A function can be defined to find all substrings in a string that are among the 3000 most common english words. This can give us a measure of the likelihood of the string being an english sentance.

In [169]:
# function to find english words in a string according to word list
def find_words(string):
    l = len(string)
    found = []
    for i in range(l):
        for j in range(i, l):
            word = string[i:j+1]
            if len(word) <= 1:
                continue
            if word in words:
                found.append(string[i:j+1])
    return found

Now, we must try to decipher the encrypted text using the list of keys we have and try to compare and count any english words found in the text.

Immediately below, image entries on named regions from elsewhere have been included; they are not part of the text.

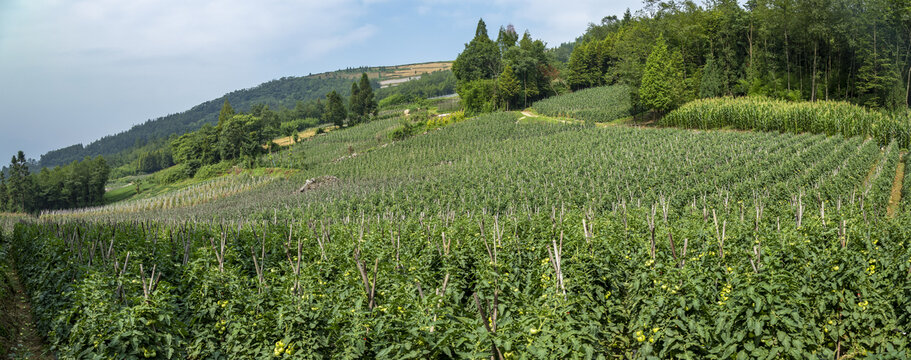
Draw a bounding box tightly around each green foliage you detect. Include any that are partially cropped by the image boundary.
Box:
[194,161,234,180]
[660,97,911,149]
[699,56,724,99]
[376,70,456,108]
[153,164,191,185]
[639,37,683,113]
[323,91,348,127]
[497,64,520,110]
[458,80,497,114]
[0,151,111,213]
[532,85,633,122]
[348,73,379,125]
[39,77,351,167]
[216,99,234,129]
[424,111,467,131]
[452,19,500,83]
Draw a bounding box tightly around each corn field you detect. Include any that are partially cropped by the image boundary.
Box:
[659,97,911,149]
[531,85,632,122]
[7,113,911,359]
[40,174,275,220]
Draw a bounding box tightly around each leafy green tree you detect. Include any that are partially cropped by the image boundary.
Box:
[324,91,348,127]
[358,73,379,116]
[459,79,497,114]
[348,82,365,125]
[497,24,519,54]
[0,171,9,212]
[217,98,234,129]
[699,55,724,99]
[452,19,500,82]
[497,65,520,111]
[639,36,682,113]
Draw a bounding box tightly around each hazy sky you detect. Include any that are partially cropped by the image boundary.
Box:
[0,0,642,160]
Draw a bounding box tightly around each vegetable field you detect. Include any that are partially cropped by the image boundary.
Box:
[8,113,911,359]
[532,85,632,122]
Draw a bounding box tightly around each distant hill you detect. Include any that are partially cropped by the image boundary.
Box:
[38,62,452,167]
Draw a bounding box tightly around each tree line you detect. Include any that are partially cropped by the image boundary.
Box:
[169,73,379,177]
[558,0,911,112]
[39,77,360,170]
[452,19,559,113]
[0,151,110,213]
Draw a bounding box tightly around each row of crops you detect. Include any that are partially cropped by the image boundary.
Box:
[7,113,911,359]
[532,85,632,122]
[12,203,911,359]
[51,113,899,221]
[660,97,911,149]
[41,174,276,219]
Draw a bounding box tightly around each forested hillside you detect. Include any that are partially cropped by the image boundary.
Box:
[558,0,911,111]
[39,77,360,167]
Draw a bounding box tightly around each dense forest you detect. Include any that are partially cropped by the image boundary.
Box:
[0,151,110,213]
[452,19,562,113]
[169,73,379,180]
[558,0,911,110]
[453,0,911,114]
[38,77,360,167]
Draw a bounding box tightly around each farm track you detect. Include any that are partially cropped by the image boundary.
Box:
[0,266,55,360]
[886,154,908,218]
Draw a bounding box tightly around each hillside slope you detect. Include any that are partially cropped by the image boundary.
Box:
[38,62,451,167]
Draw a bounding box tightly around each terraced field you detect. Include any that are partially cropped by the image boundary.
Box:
[7,108,911,359]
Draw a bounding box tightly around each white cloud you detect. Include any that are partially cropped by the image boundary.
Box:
[410,0,642,46]
[0,0,374,67]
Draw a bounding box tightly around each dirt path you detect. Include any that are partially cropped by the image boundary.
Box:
[0,262,54,360]
[886,154,907,218]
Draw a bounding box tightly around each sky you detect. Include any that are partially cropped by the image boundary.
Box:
[0,0,642,160]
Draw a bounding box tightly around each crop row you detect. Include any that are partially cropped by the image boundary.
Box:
[13,202,911,359]
[660,97,911,149]
[62,114,897,225]
[532,85,632,122]
[41,174,275,219]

More the words detected, more likely is it that the key is correct.

In [170]:
keys = {}
max_words = 0
for candidate in key_list:
    candidate = ''.join(candidate)
    candidate_text = decode(transpositiondecipher(C, candidate))
    found = find_words(candidate_text)
    if len(found) > 1:
        if len(found) > max_words:
            max_words = len(found)
        keys[candidate] = len(found)

print('Key \t\t Likelihood')
for likely_key in keys:
    print(f'{likely_key} \t\t {keys[likely_key]}')

Key 		 Likelihood
ABCDE 		 5
ABCED 		 6
ABDCE 		 2
ABDEC 		 6
ABEDC 		 3
ACBDE 		 4
ACBED 		 6
ACDBE 		 4
ACDEB 		 8
ACEBD 		 2
ACEDB 		 3
ADBCE 		 5
ADBEC 		 6
ADCBE 		 2
ADCEB 		 6
ADEBC 		 2
ADECB 		 4
AEBCD 		 6
AEBDC 		 7
AECBD 		 2
AECDB 		 6
AEDBC 		 4
AEDCB 		 4
BACDE 		 5
BACED 		 5
BADEC 		 5
BAEDC 		 3
BCADE 		 4
BCAED 		 6
BCDAE 		 5
BCDEA 		 5
BCEAD 		 3
BCEDA 		 3
BDACE 		 7
BDAEC 		 7
BDCAE 		 8
BDCEA 		 5
BDEAC 		 5
BDECA 		 5
BEACD 		 5
BEADC 		 6
BECAD 		 4
BECDA 		 6
BEDAC 		 5
BEDCA 		 3
CABDE 		 8
CABED 		 8
CADBE 		 4
CADEB 		 7
CAEBD 		 3
CAEDB 		 3
CBADE 		 2
CBAED 		 4
CBDAE 		 5
CBDEA 		 5
CBEAD 		 3
CBEDA 		 2
CDABE 		 5
CDAEB 		 4
CDBAE 		 8
CDBEA 		 4
CDEAB 		 4
CDEBA 		 6
CEABD 		 4
CEADB 		 3
CEBAD 		 5
CEBDA 		 7
CEDAB 		 5
CEDBA 		 10
DABCE 		 7
DABEC 		 5
DACBE 		 6
DACEB 		 7
DAEBC 		 3
DAECB 		 5
DBACE 		 5
DBAEC 		 3
DBCAE 		 9
DBCEA 		 7
DBEAC 		 5
DBECA 		 4
DCABE 		 5
DCAEB 		 3
DCBAE 		 5
DCBEA 		 2
DCEAB 		 4
DCEBA 		 5
DEABC 		 4
DEACB 		 4
DE

Now that we have a list of keys and their likelihood of being correct, we can display the keys and the possible plain text that are the most likely to be correct.

In [173]:
text_list = [[] for _ in range(max_words + 1)]
for likely_key in keys:
    count = keys[likely_key]
    text_list[count].append(decode(transpositiondecipher(C, likely_key)))

print('Most likely strings -')
for text in text_list[max_words]:
    print(f'{text}')

Most likely strings -
ENEMYMIGHTATTACKTONIGHTSTAYALERT


Hence, we get a string/list of strings that are most likely to be the correct plain text.